The chair is shoved back into place with a sudden judder, a wiry masculinity to it that belies gentle voice, the somewhat prissy folding of spindly arms that follows. "How long ago?"

"Twenty days." Accuracy is important when the only thing you're really good at is forging documents — not only because it's a requirement for the work, but because it's all that you have and everything that your reputation is based on. Ingrid is acutely aware of how she was perceived by most of the members of the community back home. One of the benefits of having a mother who used to work in politics is being made aware of these things from an early age.

It accounts for a lot, anyhow, including her hesitation. "Mr. Allegre," she says, then, and this goes back to perception too — hers. "Astor's mom. They'll want to kill him."

Are you going to let them? goes unspoken.

Twenty days is a pitiful excuse for the gun at the start of a race, but it does spur Benji into moving, as if minutes mattered, and as if she were intending to go anywhere important right away. She picks up her coat, and it flares in the movement it takes to swing it around her shoulders, push arms through the sleeves. It's kind of a disguise, flappy lapels doing some to hide the girly swoop of sweater and the tight hug of jeans at her hips, but a thoughtless one. She flashes a look to Ingrid, somewhat wet but holding, maintaining.

"My aunt— " The other one. "— is barely twenty-two. Mister Allegre— has Walter." That would have to do. People must take care of their own. "They have time, to be different."

So the answer is no, not exactly, but it's a low, low priority. "Ask Calvin Sheridan if he needs my protection," she adds, a little more severely. Chilly. Standing still. She has her coat. She doesn't care enough about tupperware to take the time to distribute cupcakes to a plate. But she does go to take her flowers, fingers trembling a little. "If you get sick," she says, quietly, "then I might want to do the same."

Seeing her mother's tear-stained face and the stern disapproval on her father's today has Ingrid wondering whether the people they knew are so different from the people they know now — whether there is time to change, or if the seeds have already been sown and there's no digging them out again.

No one, after all, is trying to convince Colonel Heller or Georgia Mayes to be a better person. "Okay," is all she says, neither disbelieving nor believing. Okay, and that's all.

As always, if Benji tells her to do something, then she will do it. "Astor will know if I get sick before I do," she reminds her gently, though she can feel her optimism faltering, because if Astor caught everything then he wouldn't be an orphan. More importantly: Calvin wouldn't have gotten as far as he already has.

She wipes at her face with both her hands, struggling to think of what else to say. What she comes up with is a simple, "I love you," which is as close to an apology and a goodbye as Benji is probably going to get.

And an I love you back sounds like forgiveness, and tastes bitter even before Benji can line up all three words.

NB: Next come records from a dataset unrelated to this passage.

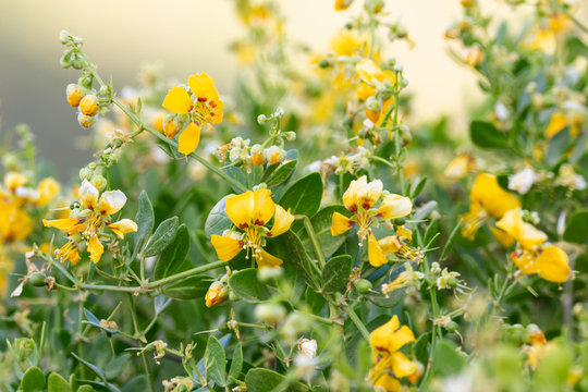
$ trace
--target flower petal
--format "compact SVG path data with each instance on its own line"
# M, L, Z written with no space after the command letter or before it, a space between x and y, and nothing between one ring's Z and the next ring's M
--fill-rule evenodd
M253 191L226 198L226 215L240 229L247 229L254 218L255 198Z
M397 378L414 375L418 370L417 364L408 359L401 352L392 354L392 371Z
M85 208L88 208L90 210L94 210L96 208L96 203L98 203L98 195L100 192L88 180L84 180L82 182L82 186L79 186L79 191L77 191L77 195L79 196L79 199L82 200L82 204Z
M271 199L270 189L258 189L254 192L254 216L253 223L265 225L273 217L275 204Z
M210 242L222 261L229 261L243 249L242 241L225 235L211 235Z
M290 226L294 222L294 216L283 209L282 206L275 205L275 215L273 216L273 226L269 231L267 236L278 236L290 230Z
M61 186L54 179L42 179L37 186L39 198L37 199L36 205L39 207L48 205L59 194L60 189Z
M384 256L378 241L373 236L373 233L369 233L368 237L368 260L373 267L380 267L388 264L388 258Z
M177 151L183 155L194 152L200 143L200 127L191 122L177 138Z
M53 220L42 220L42 225L46 228L56 228L63 231L70 231L73 226L77 224L78 220L75 218L65 218L65 219L53 219Z
M100 257L102 257L102 253L105 252L105 246L100 240L98 240L97 235L90 236L90 240L88 241L88 252L90 254L90 260L94 261L94 264L100 261Z
M396 219L406 217L413 210L413 201L401 195L388 195L378 208L378 217L381 219Z
M198 100L219 99L219 93L215 87L215 79L205 72L189 76L188 86Z
M98 210L101 215L111 216L117 213L126 204L126 196L122 191L108 191L100 196Z
M563 283L569 279L567 254L558 246L543 246L535 264L539 275L547 281Z
M163 108L168 109L172 113L189 113L194 107L189 94L182 87L173 87L168 91L166 99L162 103Z
M331 235L340 235L355 225L355 222L342 213L333 212L331 222Z
M107 223L108 228L114 232L119 237L124 238L124 234L133 233L137 231L137 223L131 219L121 219L114 223Z
M267 253L264 249L261 249L261 253L255 254L255 261L257 261L257 267L259 268L278 267L282 262L284 262L281 258L271 256L269 253Z

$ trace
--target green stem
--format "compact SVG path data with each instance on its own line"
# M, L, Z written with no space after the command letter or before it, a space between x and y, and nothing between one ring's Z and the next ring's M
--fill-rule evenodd
M302 220L304 223L304 228L306 229L306 233L308 234L308 238L310 238L310 243L313 244L313 248L315 249L315 253L317 254L317 259L320 266L320 270L324 268L324 254L322 253L322 247L320 246L320 243L317 237L317 233L315 232L315 228L313 228L313 223L310 222L310 219L307 216L294 216L296 220Z
M362 333L364 339L369 342L369 331L367 330L366 326L364 326L364 322L362 322L359 317L355 314L352 306L347 306L347 309L345 311L347 313L347 315L352 319L355 327L357 327L357 329L359 330L359 333Z
M137 309L135 307L135 301L133 298L132 294L128 294L128 305L131 307L131 318L133 319L133 327L135 329L135 336L139 336L139 328L137 323ZM136 338L133 338L136 339ZM145 343L139 341L139 345L142 348L145 347ZM151 372L151 367L149 366L149 358L147 358L147 353L142 352L140 356L143 358L143 367L145 368L145 375L147 376L147 380L149 381L149 392L155 392L155 384L154 384L154 375Z

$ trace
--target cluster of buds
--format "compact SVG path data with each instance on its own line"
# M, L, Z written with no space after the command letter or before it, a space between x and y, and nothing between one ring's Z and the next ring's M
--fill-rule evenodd
M232 294L229 289L229 277L231 277L231 270L226 268L226 273L210 284L205 296L207 307L222 304Z
M194 382L189 377L174 377L171 380L163 380L166 392L188 392L194 388Z
M76 70L84 70L77 83L69 84L65 89L68 103L72 108L77 108L77 122L82 127L89 127L96 122L97 114L108 112L111 90L103 86L99 90L93 87L94 75L91 65L86 60L82 51L82 39L71 36L68 32L60 33L60 40L66 49L61 58L63 68L73 66Z
M460 272L449 271L446 268L441 269L439 262L431 264L431 278L438 290L456 289L460 285Z

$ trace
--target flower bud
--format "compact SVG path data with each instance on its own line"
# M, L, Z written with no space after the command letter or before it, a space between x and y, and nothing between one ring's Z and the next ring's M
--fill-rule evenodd
M357 292L360 294L368 294L371 287L372 287L372 284L367 279L359 279L355 283L355 289L357 289Z
M229 287L221 282L213 282L206 292L206 306L212 307L222 304L229 297Z
M100 109L98 98L94 95L87 95L79 101L79 111L86 115L96 115Z
M289 131L284 133L287 142L294 142L296 139L296 133L294 131Z
M364 9L372 14L380 13L384 7L383 0L366 0Z
M61 30L59 32L59 40L61 41L62 45L65 45L68 44L68 41L72 38L72 36L70 35L70 33L68 33L66 30Z
M254 145L250 150L253 166L261 166L266 161L264 159L264 147L261 145Z
M270 326L277 326L285 316L286 310L280 304L259 304L255 307L255 318Z
M168 114L163 118L163 134L168 138L173 138L180 131L182 131L182 123L175 115Z
M103 191L107 185L107 179L103 175L95 175L91 177L91 184L96 186L98 191Z
M41 272L33 272L30 274L30 278L28 279L28 281L30 282L30 284L33 284L35 287L42 287L45 286L45 279L47 277L45 277L45 273L41 273Z
M96 121L96 118L91 115L77 113L77 122L79 123L82 127L85 127L85 128L90 127L91 125L94 125L95 121Z
M86 93L84 93L84 90L75 83L71 83L68 85L65 94L68 96L68 103L70 103L70 106L74 108L79 106L79 101L86 95Z
M366 108L370 112L377 113L382 109L382 102L380 99L371 96L366 100Z
M261 282L267 282L272 279L282 277L284 270L280 267L266 267L257 271L257 278Z

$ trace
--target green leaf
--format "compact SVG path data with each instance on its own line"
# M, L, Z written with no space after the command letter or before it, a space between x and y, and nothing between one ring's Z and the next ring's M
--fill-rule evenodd
M569 126L553 135L548 146L547 162L553 166L563 159L565 151L569 148Z
M93 391L95 391L95 389L91 388L91 385L79 385L79 388L77 389L77 392L93 392Z
M47 378L48 392L71 392L70 383L57 372L52 372Z
M163 249L154 270L156 280L187 270L192 264L186 259L189 250L189 233L185 224L177 228L175 237Z
M245 173L243 173L243 170L240 168L235 168L233 166L226 167L223 169L226 174L229 174L230 177L238 182L245 187L247 186L247 177L245 176ZM231 185L233 191L241 193L241 189L236 188L235 186Z
M243 346L241 342L237 342L235 350L233 350L233 357L231 358L231 368L229 369L229 377L238 380L241 376L241 370L243 370Z
M469 124L469 137L475 145L482 148L505 148L509 145L504 134L486 121L473 121Z
M252 304L267 301L271 296L266 283L257 279L257 270L254 268L247 268L231 274L229 286L240 299Z
M217 384L224 387L224 347L213 335L208 338L205 352L205 366L208 368L208 377Z
M457 352L454 343L442 340L434 350L432 373L436 376L452 376L458 373L466 365L466 358Z
M90 326L94 326L94 327L98 327L98 328L100 328L101 330L103 330L103 331L106 331L108 333L118 333L119 332L118 329L102 327L100 324L100 320L98 319L98 317L94 316L91 314L91 311L89 311L88 309L84 308L84 314L86 315L87 320L83 320L82 321L83 323L87 323L87 324L90 324Z
M247 371L245 385L248 392L304 392L308 391L301 382L289 383L286 378L273 370L255 368Z
M231 229L231 219L226 216L226 198L229 196L224 196L220 199L219 203L212 207L212 210L210 210L210 213L206 219L205 233L209 238L212 234L222 235L222 232Z
M317 234L324 257L330 257L332 254L334 254L347 237L347 233L335 236L331 235L331 223L334 212L339 212L344 216L350 215L350 211L347 211L343 206L328 206L322 208L310 219L310 223L315 229L315 233ZM308 252L314 253L313 244L310 243L310 238L308 237L306 230L301 229L301 240L304 246Z
M322 270L322 292L334 294L345 289L350 281L353 260L350 255L332 257Z
M149 200L147 193L142 191L139 195L137 215L135 216L135 223L137 223L137 231L135 233L135 255L143 249L145 243L147 240L149 240L151 230L154 230L154 206L151 206L151 201Z
M121 371L124 370L125 365L131 359L131 353L122 353L115 358L112 358L108 362L108 365L105 367L105 373L108 379L114 379L119 377Z
M143 255L151 257L159 255L174 238L177 229L177 217L166 219L161 222L147 244Z
M193 275L163 286L161 293L182 301L201 298L206 295L211 281L212 278L206 274Z
M311 218L317 213L322 200L322 179L319 173L310 173L292 184L278 203L292 215L305 215ZM294 222L292 230L297 231L302 222Z
M45 375L38 367L30 367L21 380L23 392L42 391L45 388Z
M425 185L427 185L427 176L424 176L422 179L420 179L418 184L415 185L415 187L413 188L413 192L411 193L411 198L414 199L418 195L420 195L422 189L425 189Z
M266 185L268 187L274 187L290 180L290 177L294 173L294 170L296 169L297 163L298 161L294 159L280 164L266 180Z
M576 211L567 220L564 240L576 244L588 242L588 209Z
M279 238L283 244L282 250L286 255L286 258L282 257L282 259L295 266L296 272L304 278L306 284L318 291L318 277L315 274L315 269L311 265L313 261L310 261L308 255L306 255L304 245L298 236L289 231L280 235Z
M406 296L406 291L404 289L395 290L388 294L388 296L383 295L381 290L375 291L375 293L369 293L366 295L366 297L370 303L385 308L391 308L399 305Z

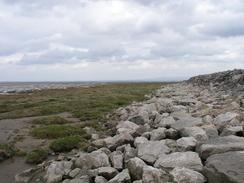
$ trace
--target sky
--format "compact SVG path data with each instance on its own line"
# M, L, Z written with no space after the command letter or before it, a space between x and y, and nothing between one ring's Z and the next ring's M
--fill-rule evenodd
M243 0L0 0L0 81L181 80L243 53Z

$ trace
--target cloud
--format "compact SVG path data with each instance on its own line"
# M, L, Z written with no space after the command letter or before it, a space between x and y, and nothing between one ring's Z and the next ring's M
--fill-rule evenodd
M72 79L89 80L243 67L243 7L241 0L0 0L0 79L28 80L17 75L22 69L42 80L54 67L55 80L74 70L86 75Z

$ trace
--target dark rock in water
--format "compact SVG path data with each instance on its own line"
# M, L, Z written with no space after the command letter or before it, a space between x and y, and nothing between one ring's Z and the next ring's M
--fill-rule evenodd
M204 167L208 183L243 183L244 151L210 156Z

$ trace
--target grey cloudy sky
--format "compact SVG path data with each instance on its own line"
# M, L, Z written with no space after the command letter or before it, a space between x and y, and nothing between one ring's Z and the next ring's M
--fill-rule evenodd
M0 0L0 81L244 68L243 0Z

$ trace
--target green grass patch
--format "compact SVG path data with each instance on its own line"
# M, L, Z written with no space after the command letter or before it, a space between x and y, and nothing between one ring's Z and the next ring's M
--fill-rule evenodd
M106 114L159 88L162 83L119 83L90 88L42 90L31 94L0 95L0 119L70 112L82 121Z
M54 152L68 152L74 148L85 150L88 142L80 136L69 136L54 140L49 147Z
M26 163L39 164L47 159L48 151L45 149L34 149L26 155Z
M60 116L47 116L34 119L32 121L33 124L40 124L40 125L53 125L53 124L66 124L70 123L70 121L60 117Z
M79 135L84 138L90 136L80 126L71 125L47 125L33 128L31 135L41 139L56 139L60 137Z

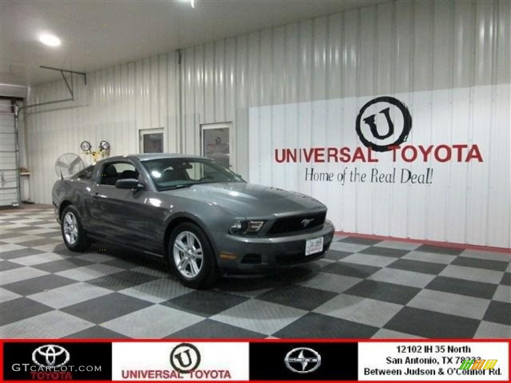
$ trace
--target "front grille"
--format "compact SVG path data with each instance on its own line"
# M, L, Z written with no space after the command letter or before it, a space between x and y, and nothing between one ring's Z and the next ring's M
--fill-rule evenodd
M268 231L268 234L271 235L310 230L322 225L324 223L326 217L327 212L322 211L320 213L314 214L279 218L273 223L271 227ZM307 221L310 220L312 221L306 225Z

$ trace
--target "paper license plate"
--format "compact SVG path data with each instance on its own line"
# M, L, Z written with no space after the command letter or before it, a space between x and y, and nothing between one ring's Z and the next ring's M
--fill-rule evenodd
M323 251L323 237L309 240L305 243L305 256Z

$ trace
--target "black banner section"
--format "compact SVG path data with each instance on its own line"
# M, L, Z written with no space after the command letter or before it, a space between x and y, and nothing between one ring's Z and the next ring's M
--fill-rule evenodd
M5 380L111 380L111 343L4 344Z
M356 343L253 343L251 380L357 380Z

She didn't even hear the okay, busy trying not to drip vase water on the floor for all that there's a lot more important things to stress about than vase water. "Heart breaker," is said instead, facetiously coy and a little watery, kind of honest. "Please— be careful?" And that's that. Flowers tucked under arm, Benji turns, makes sharp steps for the door.

She's fleeing, more or less, from greasy tears and guilt — on both sides of the exchange — and only just manages not to catch the tail of her coat in closing door.